ところが、南寧では授業料や授業時間について了解し、本人も授業に出てきているのに、なかなか払ってもらえないことがちょくちょくある。「銀行カードを忘れて」とか「銀行に行く暇がなくて」とかおっしゃるのだが、どうもこちらを信用してくれていないみたい。明らかにポケットに現金がありそうなのに出そうとはしないのもいる。さっきの両親のように「授業料を払ってしまうのが怖い。詐欺に遭うかも知れない」といった気持ちがありありなのだ。でも、当方もこのままずるずるでは困ってしまう。

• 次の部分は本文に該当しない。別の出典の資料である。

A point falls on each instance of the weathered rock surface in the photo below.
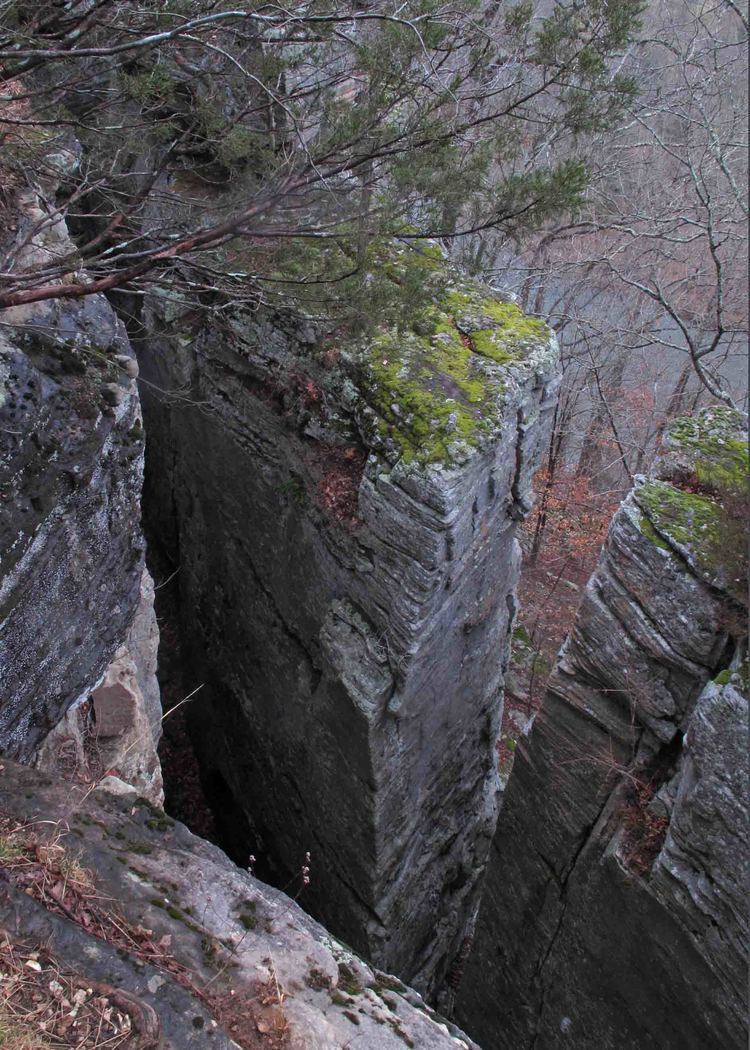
(75, 597)
(613, 912)
(111, 734)
(231, 948)
(344, 518)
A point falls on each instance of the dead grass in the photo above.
(43, 1008)
(38, 861)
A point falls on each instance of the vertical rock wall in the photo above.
(615, 908)
(344, 519)
(73, 583)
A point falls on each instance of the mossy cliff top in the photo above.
(441, 380)
(696, 506)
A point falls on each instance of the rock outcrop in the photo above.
(613, 912)
(76, 602)
(342, 516)
(178, 939)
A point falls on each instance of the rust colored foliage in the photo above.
(338, 488)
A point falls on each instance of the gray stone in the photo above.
(347, 610)
(615, 907)
(231, 936)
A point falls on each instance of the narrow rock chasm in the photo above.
(344, 613)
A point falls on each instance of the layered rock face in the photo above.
(75, 596)
(613, 912)
(342, 517)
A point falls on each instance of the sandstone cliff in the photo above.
(78, 635)
(613, 912)
(342, 517)
(107, 895)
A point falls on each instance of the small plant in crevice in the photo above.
(644, 831)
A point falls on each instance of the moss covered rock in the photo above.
(696, 505)
(436, 382)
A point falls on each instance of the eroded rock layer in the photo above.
(342, 517)
(76, 600)
(613, 915)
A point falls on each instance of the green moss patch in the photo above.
(714, 445)
(437, 383)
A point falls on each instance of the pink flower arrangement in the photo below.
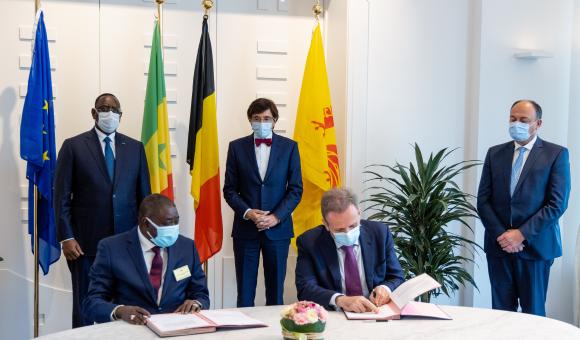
(305, 312)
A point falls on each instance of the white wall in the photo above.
(442, 73)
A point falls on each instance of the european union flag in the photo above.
(37, 147)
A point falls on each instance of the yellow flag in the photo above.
(314, 132)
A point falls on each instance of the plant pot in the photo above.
(291, 330)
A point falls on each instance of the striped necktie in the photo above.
(517, 169)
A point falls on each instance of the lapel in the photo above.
(532, 157)
(168, 279)
(136, 253)
(365, 243)
(328, 250)
(274, 155)
(249, 146)
(120, 157)
(505, 168)
(94, 146)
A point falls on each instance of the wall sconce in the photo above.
(533, 54)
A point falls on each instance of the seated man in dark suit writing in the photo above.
(149, 269)
(347, 263)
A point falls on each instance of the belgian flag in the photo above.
(203, 153)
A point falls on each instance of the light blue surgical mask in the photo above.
(349, 238)
(166, 235)
(519, 131)
(262, 129)
(108, 121)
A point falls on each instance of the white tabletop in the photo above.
(467, 324)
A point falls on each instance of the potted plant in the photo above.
(419, 202)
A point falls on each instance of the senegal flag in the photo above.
(155, 128)
(316, 138)
(203, 153)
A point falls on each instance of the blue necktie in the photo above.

ある日、師範代のひとりが「一緒に銀行に行って授業料をもらってきました」と、僕にカネを届けに来た。一緒に銀行に行った? 不思議に思って尋ねると、相手が「銀行に行く暇がない」と言うので、「じゃあ、今から私と一緒に行きましょう。下ろしたおカネをその場で私に渡せば、途中で盗まれる心配もないし安心でしょ?」と言って、銀行まで付いて行ったのだと言う。おい、それは「付け馬」って言うんだぞ!! 昔、遊興費の不払い分、不足分を取るため、客の家まで付いて行った人をこう呼ぶのだが、こいつにそっくりではないか。聞いてみると、この付け馬方式――ひとりではなく何人かに用いて成功?しているのだと言う。

幸いなことに、さっきの一人娘といい、付け馬方式で授業料を頂いた何人かといい、今のところは機嫌よく塾に通ってきてくれているようである。